Another report on breast cancer cells by Yu-Min Koa and colleagues supported that Graviola endorses apoptosis in ER-related pathways. Moreover, Graviola subsided MCF-7 tumor growth while hindering ER-cyclin D1 and Bcl-2 protein expressions in nude mice (44). It has been analyzed that Graviola also seemed to have anti-proliferative effects of HL-60 cells via loss of cell viability, loss of MMP, G0/G1 phase cell arrest and morphological apoptotic changes. It was authenticated and confirmed that Graviola does indeed have anti-proliferative and cytostatic activity in HL-60 cells by these findings (7).
Overexpression of anti-apoptotic proteins is archetypal in many forms of cancer. In the study performed by Priya Antony and Ranjit Vijayan, there were conclusions on the insights on how a potential Bcl-Xl-selective inhibitors of cancer where molecular docking and simulations may be used to identify potential lead compounds from A. muricata that could be inhibitors of these anti-apoptotic proteins can be designed from acetogenins of A. muricata . The results depicted that the acetogenins namely annomuricin-D-one, annomuricin A, annohexocin, muricatocin A, , and muricatetrocin A/B showed higher docking score in Bcl-Xl but not in Bcl-2 and Mcl-1. Structural and interaction analysis presented that these molecules through large lipophilic interactions bound stably in the active site of Bcl-Xl. In comprehensive docking studies, using natural and synthetic inhibitors of Bcl-Xl, acetogenins indicated better binding scores and intermolecular interactions. When the protein–ligand complexes were rescored using frames from MD simulations, docking scores were also significantly upgraded suggesting that the water molecules play a crucial role in the binding site interaction (39).
Further studies by Yang C et, .al have shown that the Graviola leaf extract (GLE) pharmacokinetics and absorption kinetics resulting in inhibiting prostate cancer proliferation, viability and clonogenic colonies (43). The caspase 3 activation by the ethanol extract of the leaves also establish an apoptosis-inducing effect in myelogenous leukemic K562 cells, which was verified with a TUNEL assay by Ezirim A. et al.(10)
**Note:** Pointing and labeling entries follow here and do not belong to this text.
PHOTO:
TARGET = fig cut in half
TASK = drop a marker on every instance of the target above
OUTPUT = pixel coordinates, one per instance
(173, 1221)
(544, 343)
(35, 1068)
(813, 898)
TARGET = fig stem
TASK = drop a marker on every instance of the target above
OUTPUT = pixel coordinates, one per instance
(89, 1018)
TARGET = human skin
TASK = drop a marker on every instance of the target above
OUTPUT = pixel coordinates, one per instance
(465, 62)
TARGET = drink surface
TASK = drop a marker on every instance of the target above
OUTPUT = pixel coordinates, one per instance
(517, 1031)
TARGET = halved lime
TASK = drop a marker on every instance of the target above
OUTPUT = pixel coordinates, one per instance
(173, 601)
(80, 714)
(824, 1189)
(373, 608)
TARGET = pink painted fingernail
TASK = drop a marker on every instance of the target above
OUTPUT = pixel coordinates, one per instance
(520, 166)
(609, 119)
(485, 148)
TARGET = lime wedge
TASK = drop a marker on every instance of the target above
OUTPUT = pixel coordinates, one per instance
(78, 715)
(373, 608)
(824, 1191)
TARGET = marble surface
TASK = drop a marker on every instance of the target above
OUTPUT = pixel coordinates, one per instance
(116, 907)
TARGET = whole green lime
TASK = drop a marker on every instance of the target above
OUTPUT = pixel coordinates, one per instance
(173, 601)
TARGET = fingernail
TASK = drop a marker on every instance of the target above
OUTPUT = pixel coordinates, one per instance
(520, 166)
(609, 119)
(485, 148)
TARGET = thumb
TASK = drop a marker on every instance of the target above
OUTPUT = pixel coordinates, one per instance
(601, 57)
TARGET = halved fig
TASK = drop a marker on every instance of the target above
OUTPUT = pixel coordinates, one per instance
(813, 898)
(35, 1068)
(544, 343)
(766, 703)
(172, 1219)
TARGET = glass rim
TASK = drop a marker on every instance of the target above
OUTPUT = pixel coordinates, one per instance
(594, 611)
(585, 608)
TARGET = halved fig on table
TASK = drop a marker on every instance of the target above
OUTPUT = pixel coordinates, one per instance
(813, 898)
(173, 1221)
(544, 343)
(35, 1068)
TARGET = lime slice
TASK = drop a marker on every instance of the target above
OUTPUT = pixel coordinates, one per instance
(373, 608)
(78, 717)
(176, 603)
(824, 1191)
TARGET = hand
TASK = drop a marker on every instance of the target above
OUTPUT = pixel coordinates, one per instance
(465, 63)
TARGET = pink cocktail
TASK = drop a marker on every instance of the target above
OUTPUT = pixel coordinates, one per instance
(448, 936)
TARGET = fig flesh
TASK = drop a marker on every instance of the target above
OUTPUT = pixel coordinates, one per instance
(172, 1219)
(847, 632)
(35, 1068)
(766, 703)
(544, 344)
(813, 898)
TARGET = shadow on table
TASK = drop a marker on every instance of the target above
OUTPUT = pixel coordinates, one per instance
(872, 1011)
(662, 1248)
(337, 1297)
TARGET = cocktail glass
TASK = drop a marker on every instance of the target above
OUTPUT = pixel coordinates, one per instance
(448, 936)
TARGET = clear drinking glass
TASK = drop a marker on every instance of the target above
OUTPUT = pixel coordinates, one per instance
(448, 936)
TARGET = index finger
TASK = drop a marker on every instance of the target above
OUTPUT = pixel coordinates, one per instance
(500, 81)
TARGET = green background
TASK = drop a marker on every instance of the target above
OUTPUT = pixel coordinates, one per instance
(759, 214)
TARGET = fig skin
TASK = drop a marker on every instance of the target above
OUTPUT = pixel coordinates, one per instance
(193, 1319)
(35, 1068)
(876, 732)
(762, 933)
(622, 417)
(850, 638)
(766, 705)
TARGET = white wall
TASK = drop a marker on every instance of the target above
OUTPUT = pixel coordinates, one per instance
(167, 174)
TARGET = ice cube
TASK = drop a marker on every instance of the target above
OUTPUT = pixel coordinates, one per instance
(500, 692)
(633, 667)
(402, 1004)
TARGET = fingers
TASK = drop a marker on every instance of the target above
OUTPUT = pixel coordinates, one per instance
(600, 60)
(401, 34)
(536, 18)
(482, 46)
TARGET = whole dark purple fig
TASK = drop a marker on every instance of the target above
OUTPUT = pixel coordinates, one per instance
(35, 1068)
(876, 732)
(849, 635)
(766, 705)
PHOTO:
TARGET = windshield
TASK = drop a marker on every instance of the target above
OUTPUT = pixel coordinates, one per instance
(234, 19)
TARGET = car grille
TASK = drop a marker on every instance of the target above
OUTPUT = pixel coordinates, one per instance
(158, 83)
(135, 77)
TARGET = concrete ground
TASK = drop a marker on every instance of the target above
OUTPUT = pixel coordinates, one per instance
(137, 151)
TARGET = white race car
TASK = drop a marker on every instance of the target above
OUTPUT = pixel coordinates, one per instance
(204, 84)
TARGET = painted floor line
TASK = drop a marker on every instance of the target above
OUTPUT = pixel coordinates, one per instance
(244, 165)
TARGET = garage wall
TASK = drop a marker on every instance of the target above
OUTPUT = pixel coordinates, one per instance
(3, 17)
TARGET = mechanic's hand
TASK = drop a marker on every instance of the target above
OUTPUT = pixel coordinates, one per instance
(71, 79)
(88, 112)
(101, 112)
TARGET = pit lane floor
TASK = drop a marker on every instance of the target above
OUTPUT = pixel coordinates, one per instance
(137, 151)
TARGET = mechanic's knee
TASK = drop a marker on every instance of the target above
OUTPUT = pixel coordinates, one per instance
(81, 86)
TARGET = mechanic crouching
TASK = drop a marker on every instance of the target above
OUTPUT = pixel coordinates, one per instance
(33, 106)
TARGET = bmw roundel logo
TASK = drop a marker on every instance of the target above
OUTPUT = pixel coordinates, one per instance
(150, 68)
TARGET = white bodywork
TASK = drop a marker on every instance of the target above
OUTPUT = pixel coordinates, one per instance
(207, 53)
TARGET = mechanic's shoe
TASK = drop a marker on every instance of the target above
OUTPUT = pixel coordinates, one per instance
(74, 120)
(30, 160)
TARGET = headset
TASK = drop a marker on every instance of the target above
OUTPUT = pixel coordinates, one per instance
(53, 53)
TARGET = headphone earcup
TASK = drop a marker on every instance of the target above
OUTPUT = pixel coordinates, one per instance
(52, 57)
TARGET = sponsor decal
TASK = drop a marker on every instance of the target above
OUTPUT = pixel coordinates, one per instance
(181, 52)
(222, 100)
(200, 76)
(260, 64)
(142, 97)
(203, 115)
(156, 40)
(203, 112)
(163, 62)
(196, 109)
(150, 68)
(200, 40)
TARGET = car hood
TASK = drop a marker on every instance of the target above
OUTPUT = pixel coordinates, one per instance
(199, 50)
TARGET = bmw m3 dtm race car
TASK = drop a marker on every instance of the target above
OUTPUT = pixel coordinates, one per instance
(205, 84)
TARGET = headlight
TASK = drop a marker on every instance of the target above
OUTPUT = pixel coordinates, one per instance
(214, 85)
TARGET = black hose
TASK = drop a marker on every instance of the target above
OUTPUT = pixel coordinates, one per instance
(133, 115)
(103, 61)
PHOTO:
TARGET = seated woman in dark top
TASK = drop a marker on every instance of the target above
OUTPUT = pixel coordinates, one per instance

Anonna muricata also had impacts on Lewis lung carcinoma (LLC) tumor cell lines that were examined both in vivo as well as in vitro which was shown in an another study by Zhao GX1 et,.al. This implies that Graviola had antitumor activity by limiting the natural growth of the lung tumors (45). NADH oxidase inhibition in cancer cell lines, down regulation of the P-glycoprotein pump via ATP depletion and Cell cycle arrest at S-phase progression has shown to be affected by Graviola through its anti-cancerous and cytotoxic mechanisms, which has been shown by additional research.